Même des mains telles que 6 8 (connecteurs assortis à un trou) sont excellentes. Lorsqu'elles touchent une quinte ou deux paires, il est difficile pour n'importe qui de vous mettre dessus. En d'autres mots, vous serez payé.

Une main telle que T J ou K Q est de l'autre côté plus encline à vous causer des problèmes.
Pour la première, lorsqu'elle touchera suffisamment pour craquer les as, ce sera sur un tableau à tirages sur lequel la plupart des joueurs n'iront pas se ruiner avec juste une paire.
Pour la seconde, si vous avez tort et que votre adversaire a les rois, toucher les deux top paires avec K Q vous conduira à la ruine.

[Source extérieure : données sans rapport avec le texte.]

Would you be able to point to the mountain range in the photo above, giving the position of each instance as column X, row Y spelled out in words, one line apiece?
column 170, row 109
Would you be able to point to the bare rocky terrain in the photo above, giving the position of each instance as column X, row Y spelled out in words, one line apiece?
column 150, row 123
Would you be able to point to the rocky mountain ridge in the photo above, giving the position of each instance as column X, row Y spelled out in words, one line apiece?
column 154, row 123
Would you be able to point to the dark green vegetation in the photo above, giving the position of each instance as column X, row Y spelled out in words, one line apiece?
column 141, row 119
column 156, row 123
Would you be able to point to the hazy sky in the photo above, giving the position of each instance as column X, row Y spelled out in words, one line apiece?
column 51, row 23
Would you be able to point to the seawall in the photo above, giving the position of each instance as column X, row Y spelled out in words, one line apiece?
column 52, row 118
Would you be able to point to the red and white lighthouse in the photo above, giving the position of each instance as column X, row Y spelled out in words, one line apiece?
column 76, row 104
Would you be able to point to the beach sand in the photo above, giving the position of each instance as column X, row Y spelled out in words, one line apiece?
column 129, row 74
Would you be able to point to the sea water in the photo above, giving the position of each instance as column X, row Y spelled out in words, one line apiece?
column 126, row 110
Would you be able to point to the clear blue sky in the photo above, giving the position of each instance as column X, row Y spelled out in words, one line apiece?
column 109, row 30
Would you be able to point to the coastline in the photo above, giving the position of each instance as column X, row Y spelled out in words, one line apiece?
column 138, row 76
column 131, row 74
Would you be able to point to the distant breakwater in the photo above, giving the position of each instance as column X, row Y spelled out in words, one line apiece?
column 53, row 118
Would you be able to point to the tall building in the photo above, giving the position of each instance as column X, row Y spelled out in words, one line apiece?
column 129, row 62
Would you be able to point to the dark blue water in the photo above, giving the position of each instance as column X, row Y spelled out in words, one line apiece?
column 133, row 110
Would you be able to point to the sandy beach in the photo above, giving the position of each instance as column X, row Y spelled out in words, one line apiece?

Seules les mains qui conservent une chance raisonnable d'être payées devraient être jouées. Jetez le reste à la défausse.

Jouer le Flop

Lorsque vous jouez pour craquer les as, le flop est de loin la rue la plus importante. Et vous allez rechercher le flop parfait ou presque.

Sur ce flop se dessineront trois scénarios possibles :

1. Vous manquez

2. Vous touchez gros (au minimum deux paires, dans l'idéal une quinte ou un brelan)

3. Vous touchez un gros tirage

Lorsque vous manquez le flop, le poker est facile : couchez-vous et attendez la prochaine main. Vous en aller à moindre coût est ce que vous allez chercher à faire 90% du temps.

Lorsque vous touchez gros au flop, votre seul objectif est de pousser votre adversaire à mettre le plus d'argent possible dans le pot. Vous devez trouver l'équilibre entre ne pas faire céder et continuer de construire un pot suffisamment gros pour garantir que les as iront à tapis d'ici la river.
De nombreux joueurs avec les as supposeront qu'ils ont la meilleure main et essaieront de vous faire des value bet. Ils feront des petites mises en essayant de vous appâter.
Le plus souvent, la taille de la mise d'un joueur sera directement proportionnelle à la taille du pot. Ainsi si vous ne faites que check-caller les petites mises, le pot ne grossira jamais assez largement pour garantir un all-in à la fin.

Lorsque vous floppez un gros tirage, la façon dont vous allez jouer la main ne tient qu'à vous.
De manière générale vous allez essayer de conserver le pot petit et peu cher jusqu'à ce que vous touchiez. Si vous floppez un tirage quinte flush par les deux bouts, vous vous retrouverez en bonne posture pour remporter le pot, mais seulement la moitié de vos outs vous verront vous faire payer.
Les couleurs effraient les gens. Et parce que votre adversaire en aura peur, vos cotes implicites sur votre tirage pourraient ne pas être aussi élevées que vous voudriez.

A moins que vous sachiez que vous pourrez être payé quel que soit votre out qui sorte, vous devez garder le pot petit jusqu'à ce que vous ayez la main maître.
Une fois que votre tirage rentre, et que vous avez les nuts (ou une main suffisamment grosse pour être considérée comme telle), votre seul but sera de presser le pot comme un citron jusqu'à la dernière goutte, et surtout de prendre le tapis entier de votre adversaire.